I have a few comments of my own, not on deworming—I know nothing about that—but on some of the statistical points raised by Macartan’s post.
– The 800-pound gorilla in the room is opportunity cost, or cost-benefit analysis. As you say, who could be against de-worming kids? I’m reminded of Jeff Sachs’s argument that all of these sorts of interventions are worth doing, and that rather than trying so hard to rank the cost-effectiveness of different health and economic interventions, the rich countries should just kick in that 1% of GDP or whatever and do all of them. I’m not saying Sachs is necessarily right on this, I’m just saying that most of the discussion seems to be on traditional statistical grounds (Is there an effect? Is it statistically significant? Has it been proven beyond a reasonable doubt?) and the cost-benefit or opportunity cost calculations are implicit. Once or twice, cost-benefit calculations do get done, but not in a serious way. For example, Macartan points to a “60 to 1” benefit-to-cost ratio for deworming claimed by the Copenhagen Consensus, but apparently those guys just took the point estimate of effectiveness (which is a biased estimate, possibly hugely biased; see more on this below) and ran with it.
– Macartan talks about multiple comparisons, which is fine (though I’d prefer hierarchical modeling rather than classical corrections; see here and here. Macartan mentions the statistical significance filter: Statistically significant estimates tend to overestimate the magnitude of true effects (we call it the type M error or exaggeration factor here). This can be a big deal, especially once things get to the decision stage.
– Macartan mentions development economist Paul Gertler. I’ve only encountered his work once, and it was a case where he hyped and exaggerated (unintentionally, I’m sure) an effect size. I contacted him about it and asked him if he was concerned about the statistical significance filter, and he did not reply. Apparently he was happy reporting an overestimate. It was an early-childhood intervention experiment in Jamaica. Again, who could object to helping poor kids?

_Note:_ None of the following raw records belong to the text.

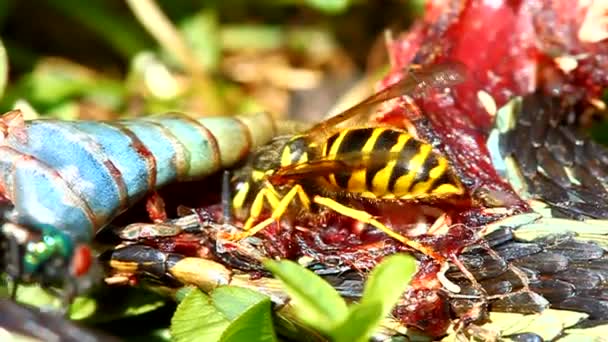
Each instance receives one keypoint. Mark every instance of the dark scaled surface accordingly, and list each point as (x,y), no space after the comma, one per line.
(559,165)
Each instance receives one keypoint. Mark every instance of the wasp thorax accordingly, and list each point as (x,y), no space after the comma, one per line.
(295,151)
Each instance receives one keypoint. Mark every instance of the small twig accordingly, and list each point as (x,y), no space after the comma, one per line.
(161,28)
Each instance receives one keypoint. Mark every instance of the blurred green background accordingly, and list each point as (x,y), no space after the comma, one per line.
(106,58)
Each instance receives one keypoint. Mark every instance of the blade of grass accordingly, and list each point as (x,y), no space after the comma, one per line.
(125,37)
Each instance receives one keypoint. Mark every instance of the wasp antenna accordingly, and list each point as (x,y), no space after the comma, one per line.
(226,198)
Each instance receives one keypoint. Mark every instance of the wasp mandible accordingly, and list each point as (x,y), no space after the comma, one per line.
(345,158)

– I share Macartan’s skepticism about the spillovers. One problem here is that researchers have an incentive to make a “discovery.” De-worming helps kids, ok, that’s fine. But a spillover effect, that’s news. But the paradox is that these surprising findings are more subject to the statistical significance filter. The headline clams can be the biggest overestimates. And this is completely consistent with the calculation in section 3.4.1 of Macartan’s report. It is similar to the calculation that Eric Loken and I did regarding the notorious claim that women in a certain part of their monthly cycle were more likely to wear red. The researchers were proud of making this discovery with such a noisy measuring instrument, but if you back out how large the effect would’ve had to be, for the claimed effect to show in the population, it would have to be unrealistically huge. And of course this happened with that horrible LaCour study—the claimed effects in the aggregate implied huge effects in the subgroup of the population who would’ve been affected by the treatment.
– I don’t like Macartan’s section 4.2, “Can we be a bit more Bayesian?” I guess I’d like him to be a bit more Bayesian. In particular, I really don’t like the sort of binary thinking in which deworming works or doesn’t work for some purpose. To me, the concern is not that deworming or whatever is a “dud” but rather that it is not as effective as the published record might suggest. For a Bayesian decision analysis I’d prefer to do it straight, with costs, benefits, and a continuous parameter that represents the effectiveness of the treatment. Even setting the decision analysis aside, you can do Bayesian inference: just say there’s a true (population, average) casual effect and that you have a prior for it. Then it’s simple inference, an inverse-variance weighted average of the data and the prior information, no need for tricky probability formulas.
Finally, I appreciate the way that, in his report, Macartan moves back and forth between the details and the big questions. These connections are a key part of any methodological analysis.